Si la légende attribue à l'évêque Valerius la première ascension pyrénéenne en 452, ce n'est que 1 200 ans plus tard en 1672 que le Valier fut réellement vaincu par un autre évêque, Bernard de Marmiesse qui planta une croix de pierre au sommet du mont.

Mais quels que furent les précurseurs, tel Bernard Palassou qui écrivit un Essai sur la minéralogie des monts Pyrénées, en 1781, l'inventeur du pyrénéisme se nomme Ramond de Carbonnières, conseiller du cardinal de Rohan exilé à Barèges après « l'affaire du Collier ».

En 1787, il monte au Pic du Midi de Bigorre et surtout publie, deux ans plus tard, en 1789 ses Observations faites dans les Pyrénées, sorte de récit initiatique qui invita à la découverte des Pyrénées et ouvrit la voie aux futurs aventuriers de la montagne.
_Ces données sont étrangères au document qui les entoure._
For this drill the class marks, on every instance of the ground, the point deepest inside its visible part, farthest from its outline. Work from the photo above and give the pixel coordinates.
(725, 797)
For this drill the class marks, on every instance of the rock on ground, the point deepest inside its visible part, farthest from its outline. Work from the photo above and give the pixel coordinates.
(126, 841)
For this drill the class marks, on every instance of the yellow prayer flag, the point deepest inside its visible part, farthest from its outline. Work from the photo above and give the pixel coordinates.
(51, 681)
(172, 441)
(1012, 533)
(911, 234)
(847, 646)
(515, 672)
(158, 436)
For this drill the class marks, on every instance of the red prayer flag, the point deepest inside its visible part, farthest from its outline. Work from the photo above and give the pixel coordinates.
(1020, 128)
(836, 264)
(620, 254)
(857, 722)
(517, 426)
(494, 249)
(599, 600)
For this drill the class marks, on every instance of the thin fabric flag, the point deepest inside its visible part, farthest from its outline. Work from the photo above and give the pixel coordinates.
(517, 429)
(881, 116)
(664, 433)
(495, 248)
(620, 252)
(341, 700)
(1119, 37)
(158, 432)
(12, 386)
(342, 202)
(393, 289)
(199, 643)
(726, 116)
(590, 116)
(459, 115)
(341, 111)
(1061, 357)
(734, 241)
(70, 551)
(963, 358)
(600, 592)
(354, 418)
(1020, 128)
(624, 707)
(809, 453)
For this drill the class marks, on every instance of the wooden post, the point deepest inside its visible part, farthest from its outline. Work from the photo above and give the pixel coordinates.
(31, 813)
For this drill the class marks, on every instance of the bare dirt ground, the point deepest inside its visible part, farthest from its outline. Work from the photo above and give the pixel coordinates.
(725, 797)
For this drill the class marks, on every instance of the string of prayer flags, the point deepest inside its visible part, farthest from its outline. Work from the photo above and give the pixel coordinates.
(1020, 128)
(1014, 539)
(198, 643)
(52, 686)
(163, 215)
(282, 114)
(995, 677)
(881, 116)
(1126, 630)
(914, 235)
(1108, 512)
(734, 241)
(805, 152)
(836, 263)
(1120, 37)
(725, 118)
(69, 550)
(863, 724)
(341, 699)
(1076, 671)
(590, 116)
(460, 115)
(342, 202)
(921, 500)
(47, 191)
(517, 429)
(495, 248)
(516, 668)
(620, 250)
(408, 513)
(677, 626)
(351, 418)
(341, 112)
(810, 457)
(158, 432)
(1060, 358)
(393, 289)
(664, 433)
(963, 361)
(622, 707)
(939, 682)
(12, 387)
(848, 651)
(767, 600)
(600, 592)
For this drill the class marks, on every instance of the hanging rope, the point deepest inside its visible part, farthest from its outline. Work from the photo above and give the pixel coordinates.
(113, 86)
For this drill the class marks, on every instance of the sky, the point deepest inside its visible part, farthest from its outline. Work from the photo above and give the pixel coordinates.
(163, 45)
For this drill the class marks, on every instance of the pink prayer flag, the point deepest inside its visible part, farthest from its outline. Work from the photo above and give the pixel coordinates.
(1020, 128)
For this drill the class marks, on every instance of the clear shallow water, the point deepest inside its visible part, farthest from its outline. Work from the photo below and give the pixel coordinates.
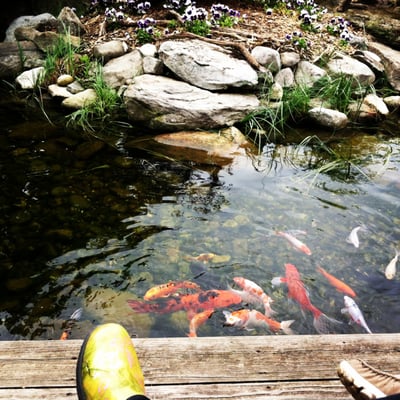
(92, 229)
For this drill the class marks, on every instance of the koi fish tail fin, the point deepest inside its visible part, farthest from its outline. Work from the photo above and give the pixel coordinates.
(285, 327)
(269, 312)
(326, 325)
(277, 281)
(141, 306)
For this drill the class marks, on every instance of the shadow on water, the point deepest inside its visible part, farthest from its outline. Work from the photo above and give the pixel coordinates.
(86, 224)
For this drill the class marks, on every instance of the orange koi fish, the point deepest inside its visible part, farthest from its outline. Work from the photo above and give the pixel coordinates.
(298, 293)
(198, 320)
(69, 323)
(352, 309)
(192, 303)
(166, 289)
(296, 243)
(245, 319)
(337, 283)
(255, 291)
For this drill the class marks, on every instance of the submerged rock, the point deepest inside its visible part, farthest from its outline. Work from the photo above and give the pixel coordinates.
(204, 147)
(329, 118)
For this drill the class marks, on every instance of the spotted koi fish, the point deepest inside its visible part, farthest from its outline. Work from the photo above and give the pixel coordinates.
(297, 291)
(192, 303)
(247, 319)
(197, 320)
(169, 288)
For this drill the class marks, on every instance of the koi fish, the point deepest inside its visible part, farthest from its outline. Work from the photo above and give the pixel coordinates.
(390, 270)
(351, 308)
(192, 303)
(298, 293)
(353, 237)
(337, 283)
(203, 257)
(246, 319)
(296, 243)
(166, 289)
(69, 323)
(198, 320)
(256, 291)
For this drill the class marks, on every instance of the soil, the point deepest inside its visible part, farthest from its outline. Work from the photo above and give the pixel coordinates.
(254, 28)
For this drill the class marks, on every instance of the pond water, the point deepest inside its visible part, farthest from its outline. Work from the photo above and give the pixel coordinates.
(91, 225)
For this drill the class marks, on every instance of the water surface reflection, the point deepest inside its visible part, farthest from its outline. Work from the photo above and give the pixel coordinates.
(90, 225)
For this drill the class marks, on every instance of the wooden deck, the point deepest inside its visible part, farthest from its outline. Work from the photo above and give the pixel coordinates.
(263, 367)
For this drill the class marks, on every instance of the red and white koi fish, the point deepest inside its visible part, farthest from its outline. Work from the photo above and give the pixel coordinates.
(337, 283)
(390, 270)
(198, 320)
(257, 292)
(351, 308)
(296, 243)
(166, 289)
(192, 303)
(298, 293)
(353, 237)
(69, 323)
(247, 319)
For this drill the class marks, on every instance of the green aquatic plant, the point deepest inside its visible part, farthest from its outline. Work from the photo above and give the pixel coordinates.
(340, 162)
(60, 58)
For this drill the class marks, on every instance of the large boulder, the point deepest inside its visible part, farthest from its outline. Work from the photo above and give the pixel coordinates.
(29, 20)
(167, 104)
(206, 65)
(308, 73)
(349, 66)
(118, 71)
(391, 61)
(14, 57)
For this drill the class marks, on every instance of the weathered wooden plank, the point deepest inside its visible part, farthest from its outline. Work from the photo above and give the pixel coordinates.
(249, 391)
(280, 367)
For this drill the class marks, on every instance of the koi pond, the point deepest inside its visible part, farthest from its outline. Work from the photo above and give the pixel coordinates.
(93, 224)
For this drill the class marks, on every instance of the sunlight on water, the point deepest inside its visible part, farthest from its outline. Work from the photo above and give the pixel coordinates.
(144, 223)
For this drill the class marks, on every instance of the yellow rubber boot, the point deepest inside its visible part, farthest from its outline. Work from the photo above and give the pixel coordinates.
(108, 367)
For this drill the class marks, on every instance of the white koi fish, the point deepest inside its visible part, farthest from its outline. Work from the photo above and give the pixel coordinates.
(257, 292)
(249, 319)
(296, 243)
(353, 237)
(354, 312)
(390, 270)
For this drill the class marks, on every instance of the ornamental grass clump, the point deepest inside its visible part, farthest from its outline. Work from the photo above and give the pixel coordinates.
(94, 115)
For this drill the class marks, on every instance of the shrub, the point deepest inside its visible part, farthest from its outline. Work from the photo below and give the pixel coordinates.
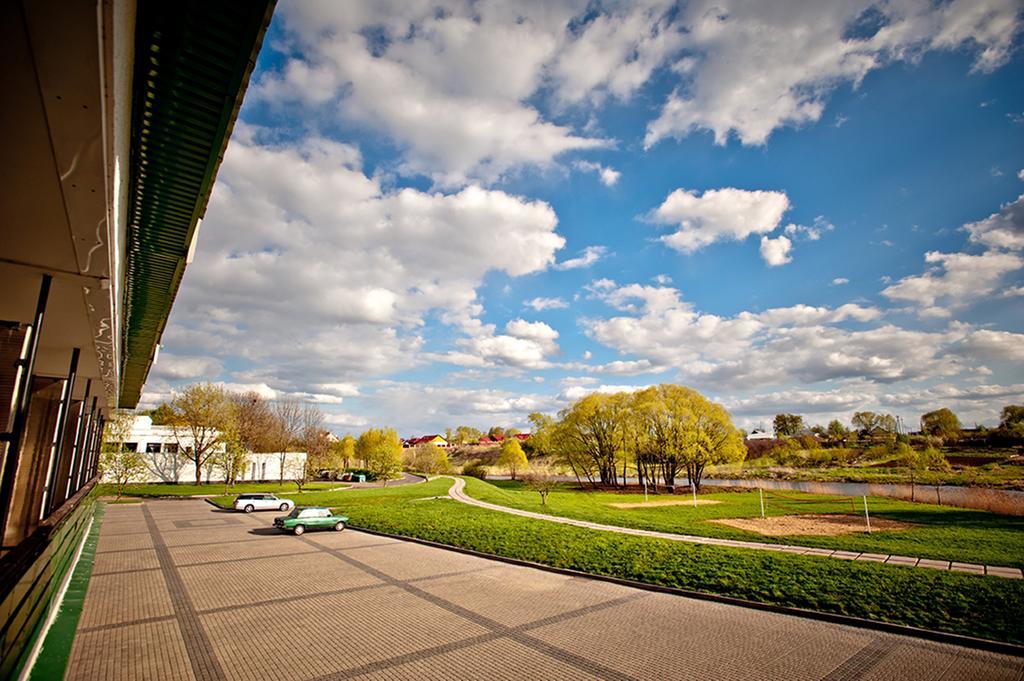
(475, 469)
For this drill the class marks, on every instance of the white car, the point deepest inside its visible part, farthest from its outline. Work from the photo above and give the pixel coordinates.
(261, 502)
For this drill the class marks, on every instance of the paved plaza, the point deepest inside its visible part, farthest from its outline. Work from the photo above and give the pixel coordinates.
(183, 591)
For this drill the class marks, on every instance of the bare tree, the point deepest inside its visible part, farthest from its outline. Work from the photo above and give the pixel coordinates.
(254, 421)
(314, 440)
(288, 422)
(201, 415)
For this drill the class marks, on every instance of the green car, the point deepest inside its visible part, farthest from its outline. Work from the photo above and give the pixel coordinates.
(310, 517)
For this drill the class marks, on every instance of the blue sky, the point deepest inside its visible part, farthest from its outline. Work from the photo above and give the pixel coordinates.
(435, 214)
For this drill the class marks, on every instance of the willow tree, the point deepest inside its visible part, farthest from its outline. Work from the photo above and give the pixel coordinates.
(589, 433)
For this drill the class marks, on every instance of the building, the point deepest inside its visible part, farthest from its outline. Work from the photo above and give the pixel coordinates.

Parmi eux, Vincent de Chausenque, qui vainc le Néouvielle en 1847, l'Anglaise Anne Lister qui escalade la Pique Longue du Vignemale, mais surtout n'oublions pas les guides pyrénéens, ces sherpas sans lesquels aucune de ces aventures n'auraient pu être menées à terme.

Du luchonnais Pierre  Barrau, à Célestin et Henri Passet, deux cousins nés à Gavarnie,  jusqu'à François Bernat-Salles, les guides pyrénéens ont largement contribué à écrire la grande histoire du pyrénéisme.

Franz Schrader, géographe et peintre, autre très grand nom du pyrénéisme fut quant à lui le premier à marier la science et la poésie, et à offrir une vision globale des Pyrénées. Ses cartes sont de vraies œuvres d'art.

D'autres ont repris le flambeau depuis, les frères Jean et Pierre Ravier, Georges Véron, Robert Ollivier, Jean-Louis Lechêne, Jacques Jolfre, Louis Audoubert, Patrice de Bellefon, Claude Dendaletche, Rémi Thivel, et bien d'autres, qui transmettent à leur tour leur philosophie de la montagne.